Perkembangan dunia literasi di kota seperti Surabaya, rupanya menunjukkan geliat yang makin menjanjikan. Sejumlah tempat yang dahulu merupakan bekas gedung pemerintah kolonial Belanda, kini ditata sedemikian rupa menjadi tempat baca umum; perpustakaan. Tempat ini sungguh menarik, setidaknya menurut saya. Menyenangkan pula , dan membuat nyaman setiap pengunjung yang sedang berada di sana. Ada keyakinan dalam diri saya, bahwa gairah baca masyarakat umum akan makin menggelegak kuat seiring adanya tempat mengasyikkan seperti perpustakaan ini.
Siang itu, di awal Februari 2015, saya mengajak istri dan putra saya, Nazhif, mengunjungi perpustakaan tersebut di Bilangan Darmo, Surabaya. Nama perpustakaan yang saya maksud, yaitu Perpustakaan Bank Indonesia. Menurut sejarahnya, gedung ini dibangun pada tahun 1921. Proyek pembangunannya kala itu dilakukan oleh biro arsitek dari Job and Sprij Surabaya.
Mulanya, bangunan ini dulunya disebut Worning voor Agent van Javasche Bank. Kala itu, bangunan yang berpaduan unsur Jawa dan Eropa ini, merupakan rumah dinas bagi pejabat De Javasche Bank (tahun 1953 berubah nama menjadi Bank Indonesia).
Jauh sebelum gedung ini bernama Perpustakaan Bank Indonesia, dulunya pernah difungsikan sebagai Museum Mpu Tantular. Museum itu sendiri aktif sejak 1975. Pada tahun 2004 silam, lokasi museum dipindahkan ke kawasan Buduran, Sidoarjo. Kini, bangunan bekas museum benda-benda bersejarah, diubah menjadi area taman baca bagi warga kota atau masyarakat pada umumnya
***
Perpustakaan BI terletak di Jalan Taman Mayangkara no.6 Kelurahan Darmo, Kecamatan Wonokromo, Surabaya. Pintu masuk perpustakaan berada di sisi timur bangunan yang berada di Jalan Raya Darmo. Sedangkan pintu keluar, berada di sisi selatan yang menghadap ke arah Taman Mayangkara.

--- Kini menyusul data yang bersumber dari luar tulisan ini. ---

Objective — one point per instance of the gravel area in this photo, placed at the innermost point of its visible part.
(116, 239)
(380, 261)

Perpustakaan yang saya kunjungi ini, memiliki posisi yang strategis. Dua jalan besar di Surabaya, Jalan Darmo dan Jalan Diponegoro, mengapitnya erat-erat. Tak jauh dari sana, ada tempat umum yang selalu ramai pengunjung. Ya, benar sekali; Kebun Binatang Surabaya. Di arah timur yang juga tak jauh dari perpustakaan, ada sebuah masjid yang sudah kesohor. Namanya Masjid Alfalah.
Bangunan yang menjadi warisan bangsa kolonial ini, memiliki beberapa ruang baca. Setiap ruangan baca, menyimpan puluhan bahkan ratusan buku dari beragam genre. Koleksi paling banyak di sana, memang tentang buku-buku ekonomi, moneter, pajak, maupun perbankan. Meskipun begitu, ada pula genre lain yang menarik untuk dibaca, seperti politik, ilmu terapan, sastra, maupun buku-buku anak. Tak ketinggalan, koleksi surat kabar maupun majalah, pun menghiasi salah satu sudut bagian dalam perpustakaan.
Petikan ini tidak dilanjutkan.